Basic Science and Pathogenesis.

Background: African Americans (AA) and Latin Americans (LA) are at a higher risk of developing AD compared to non-Hispanic whites (NHW) but are traditionally underrepresented in AD research. The disproportionate risk is likely multifactorial including differences in co-morbidities and structural and social determinants of health (SSDoH). AD risk is thought to result from multiple genetic and environmental factors, and their interactions (GxE). However, the molecular mechanisms underlying these interactions are largely unknown. The best-established genetic risk factor for AD is APOE-ε4, while APOE-ε2 is protective. Environmental factors, such as living in neighborhoods with greater socioeconomic disadvantage, have been associated with greater AD neuropathology and worse cognitive function. Studying the potential modifying role of neighborhood disadvantage regarding associations of APOE-ε4 and APOE-ε2 with AD risk using a socioeconomic metric like the Area Deprivation Index (ADI) in a multiethnic post-mortem cohort could offer valuable insights for precision medicine.

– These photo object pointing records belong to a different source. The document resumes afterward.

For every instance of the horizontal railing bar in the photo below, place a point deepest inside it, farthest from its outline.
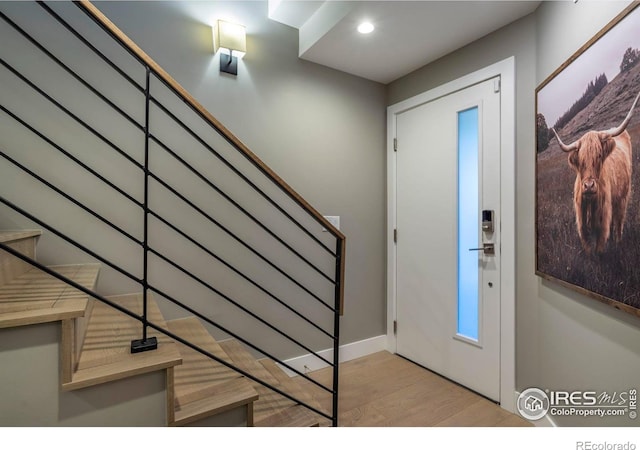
(237, 238)
(178, 90)
(70, 198)
(237, 271)
(241, 175)
(260, 166)
(234, 335)
(236, 304)
(238, 206)
(93, 48)
(71, 157)
(71, 114)
(69, 240)
(158, 328)
(71, 72)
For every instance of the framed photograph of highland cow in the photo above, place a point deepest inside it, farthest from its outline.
(588, 168)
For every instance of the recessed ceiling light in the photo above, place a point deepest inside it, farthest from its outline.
(365, 27)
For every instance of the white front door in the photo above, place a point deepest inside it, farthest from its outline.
(447, 277)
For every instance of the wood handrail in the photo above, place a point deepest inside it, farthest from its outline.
(188, 98)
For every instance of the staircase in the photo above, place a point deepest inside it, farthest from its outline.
(107, 161)
(94, 351)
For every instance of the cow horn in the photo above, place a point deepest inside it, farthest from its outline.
(617, 131)
(563, 146)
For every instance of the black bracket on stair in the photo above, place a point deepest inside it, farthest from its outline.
(144, 345)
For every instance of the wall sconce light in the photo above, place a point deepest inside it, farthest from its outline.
(231, 40)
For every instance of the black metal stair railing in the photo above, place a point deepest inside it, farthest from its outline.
(152, 71)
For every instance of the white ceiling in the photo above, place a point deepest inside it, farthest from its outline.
(408, 34)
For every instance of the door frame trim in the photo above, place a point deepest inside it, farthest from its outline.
(506, 70)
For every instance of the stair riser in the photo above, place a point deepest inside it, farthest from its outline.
(32, 397)
(12, 267)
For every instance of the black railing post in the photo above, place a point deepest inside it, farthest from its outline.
(336, 328)
(146, 343)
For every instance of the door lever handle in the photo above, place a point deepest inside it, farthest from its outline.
(488, 248)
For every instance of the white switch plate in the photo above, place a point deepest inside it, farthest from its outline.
(333, 220)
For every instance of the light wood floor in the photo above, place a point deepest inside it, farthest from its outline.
(385, 390)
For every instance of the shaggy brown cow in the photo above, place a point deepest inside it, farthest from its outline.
(601, 193)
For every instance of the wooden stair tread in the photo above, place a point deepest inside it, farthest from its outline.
(271, 409)
(295, 389)
(203, 386)
(215, 399)
(14, 235)
(106, 354)
(37, 297)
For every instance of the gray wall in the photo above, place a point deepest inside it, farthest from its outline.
(564, 341)
(321, 130)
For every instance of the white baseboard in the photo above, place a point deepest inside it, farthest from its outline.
(347, 352)
(546, 421)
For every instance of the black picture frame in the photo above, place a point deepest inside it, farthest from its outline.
(580, 187)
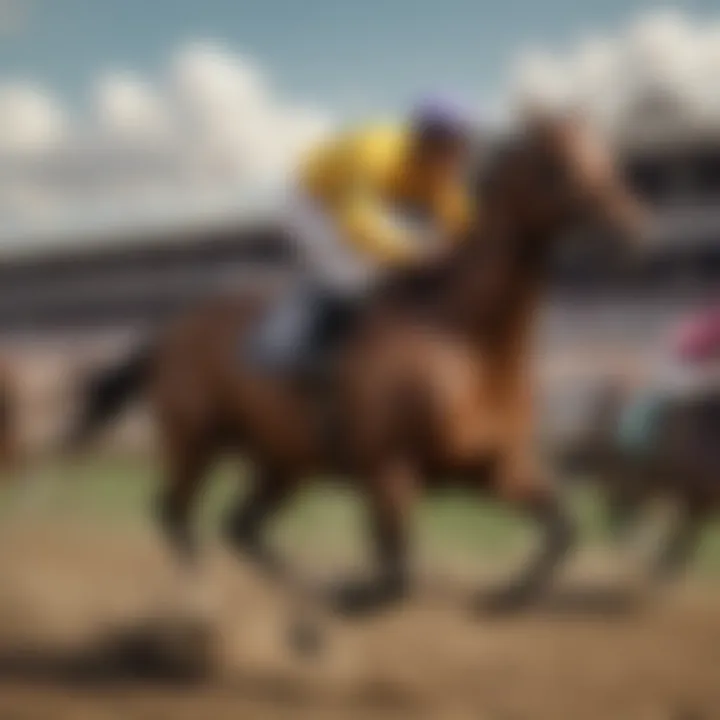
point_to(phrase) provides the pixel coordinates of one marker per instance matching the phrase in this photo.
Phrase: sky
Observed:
(117, 111)
(357, 56)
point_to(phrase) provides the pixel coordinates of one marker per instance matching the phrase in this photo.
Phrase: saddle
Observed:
(302, 335)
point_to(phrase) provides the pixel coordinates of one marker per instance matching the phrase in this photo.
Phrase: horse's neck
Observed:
(494, 288)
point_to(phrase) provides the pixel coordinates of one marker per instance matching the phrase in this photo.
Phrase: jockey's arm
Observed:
(455, 213)
(370, 227)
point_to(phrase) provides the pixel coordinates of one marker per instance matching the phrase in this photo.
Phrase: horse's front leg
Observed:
(531, 491)
(391, 490)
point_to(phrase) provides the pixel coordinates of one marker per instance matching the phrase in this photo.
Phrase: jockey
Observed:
(693, 362)
(688, 370)
(379, 197)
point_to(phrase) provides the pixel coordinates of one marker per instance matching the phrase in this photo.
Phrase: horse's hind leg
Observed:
(542, 503)
(186, 464)
(679, 547)
(246, 521)
(391, 492)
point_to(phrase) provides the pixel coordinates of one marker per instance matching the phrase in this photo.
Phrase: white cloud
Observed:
(209, 131)
(31, 120)
(660, 73)
(128, 106)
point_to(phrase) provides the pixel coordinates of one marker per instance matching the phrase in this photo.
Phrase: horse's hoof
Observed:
(360, 599)
(305, 639)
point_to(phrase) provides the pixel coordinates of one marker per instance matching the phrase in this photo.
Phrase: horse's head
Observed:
(558, 176)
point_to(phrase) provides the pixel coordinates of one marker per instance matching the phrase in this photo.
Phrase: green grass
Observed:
(322, 520)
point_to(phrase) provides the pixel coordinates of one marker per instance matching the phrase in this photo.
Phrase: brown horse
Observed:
(431, 387)
(8, 417)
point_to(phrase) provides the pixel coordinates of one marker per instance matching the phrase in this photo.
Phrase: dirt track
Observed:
(64, 593)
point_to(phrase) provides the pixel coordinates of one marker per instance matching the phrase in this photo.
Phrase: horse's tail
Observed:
(106, 393)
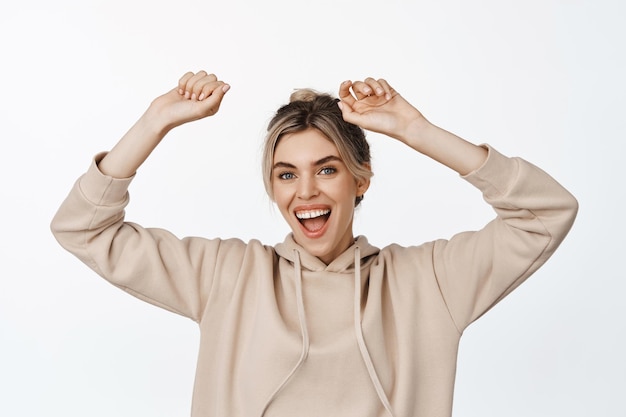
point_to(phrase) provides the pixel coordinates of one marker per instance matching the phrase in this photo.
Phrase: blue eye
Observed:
(286, 176)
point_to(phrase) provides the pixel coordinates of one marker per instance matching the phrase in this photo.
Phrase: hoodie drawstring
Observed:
(359, 333)
(357, 327)
(303, 330)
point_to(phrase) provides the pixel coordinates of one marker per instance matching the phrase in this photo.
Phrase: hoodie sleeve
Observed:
(475, 270)
(151, 264)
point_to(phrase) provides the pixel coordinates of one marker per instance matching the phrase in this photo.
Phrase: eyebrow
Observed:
(322, 161)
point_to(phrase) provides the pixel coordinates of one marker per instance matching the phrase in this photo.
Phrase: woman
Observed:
(323, 323)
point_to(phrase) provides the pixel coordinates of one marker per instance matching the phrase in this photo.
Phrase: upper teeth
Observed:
(309, 214)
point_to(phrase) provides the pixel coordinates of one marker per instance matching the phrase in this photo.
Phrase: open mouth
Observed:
(313, 220)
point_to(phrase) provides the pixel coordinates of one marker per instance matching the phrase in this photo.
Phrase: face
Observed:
(315, 193)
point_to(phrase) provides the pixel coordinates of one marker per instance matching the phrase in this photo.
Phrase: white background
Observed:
(542, 79)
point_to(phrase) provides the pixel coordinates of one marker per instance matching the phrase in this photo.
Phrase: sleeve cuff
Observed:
(101, 189)
(496, 175)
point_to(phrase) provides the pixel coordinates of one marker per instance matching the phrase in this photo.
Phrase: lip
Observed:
(310, 207)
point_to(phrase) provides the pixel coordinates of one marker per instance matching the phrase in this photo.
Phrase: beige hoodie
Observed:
(375, 333)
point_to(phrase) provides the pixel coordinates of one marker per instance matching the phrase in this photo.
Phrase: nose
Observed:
(307, 188)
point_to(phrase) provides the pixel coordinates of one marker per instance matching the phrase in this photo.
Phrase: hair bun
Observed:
(303, 94)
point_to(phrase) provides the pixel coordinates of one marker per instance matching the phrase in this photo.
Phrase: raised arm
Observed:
(375, 105)
(152, 264)
(474, 270)
(197, 96)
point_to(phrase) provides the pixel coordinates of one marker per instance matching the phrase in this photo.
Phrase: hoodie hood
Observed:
(351, 261)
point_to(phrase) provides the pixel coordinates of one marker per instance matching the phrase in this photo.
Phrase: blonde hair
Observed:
(309, 109)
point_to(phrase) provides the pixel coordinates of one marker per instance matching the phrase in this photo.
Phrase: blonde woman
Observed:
(323, 323)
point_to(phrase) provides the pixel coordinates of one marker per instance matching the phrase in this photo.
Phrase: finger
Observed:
(387, 89)
(208, 88)
(345, 94)
(376, 86)
(182, 82)
(214, 100)
(361, 90)
(347, 112)
(194, 83)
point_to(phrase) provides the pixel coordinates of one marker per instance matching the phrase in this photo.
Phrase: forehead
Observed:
(306, 146)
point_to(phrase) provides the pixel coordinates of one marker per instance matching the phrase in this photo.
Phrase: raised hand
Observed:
(374, 105)
(198, 95)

Method: We analyzed a post-mortem cohort of 421 multi-ethnic donors (NHW: N = 234, AD = 70, non-AD = 164; LA: N = 145, AD = 102, non-AD = 43; AA: N = 42, AD = 24, non-AD = 18), from Mayo Clinic Florida, Banner Sun Health Research Institute, and the University of Florida Brain Banks as part of the AMP AD Diversity initiative. This study used the same neuropathological criteria to categorize AD vs. non-AD as in the MayoRNAseq study (syn5550404). ADI from the Neighborhood Atlas® was obtained from de-identified addresses. Associations of APOE-ε4, APOE-ε2, and ADI with AD risk were examined using logistic regression models adjusted for age-at-death, sex, and ethnic group; interactions of APOE genotype with ADI were also assessed.

Result: APOE-ε4 and APOE-ε2 showed a significant association with AD diagnosis (APOE-ε4 OR = 3.23, P = 3.14E-08; APOE-ε2 OR = 0.30, P = 0.003). However, contrary to prior findings, our study found no association between ADI and AD diagnosis [OR = 1.023 (per each 10 unit increase in ADI), P = 0.629]. No significant interactions of ADI with APOE-ε4 or APOE-ε2 regarding association with AD diagnosis were identified (P = 0.083, P = 0.781).

Conclusion: This is the first study evaluating the potential interaction of neighborhood disadvantage with APOE on AD risk in a multi-ethnic autopsy cohort. However, these findings require further investigation in larger, more well-powered cohorts for validation.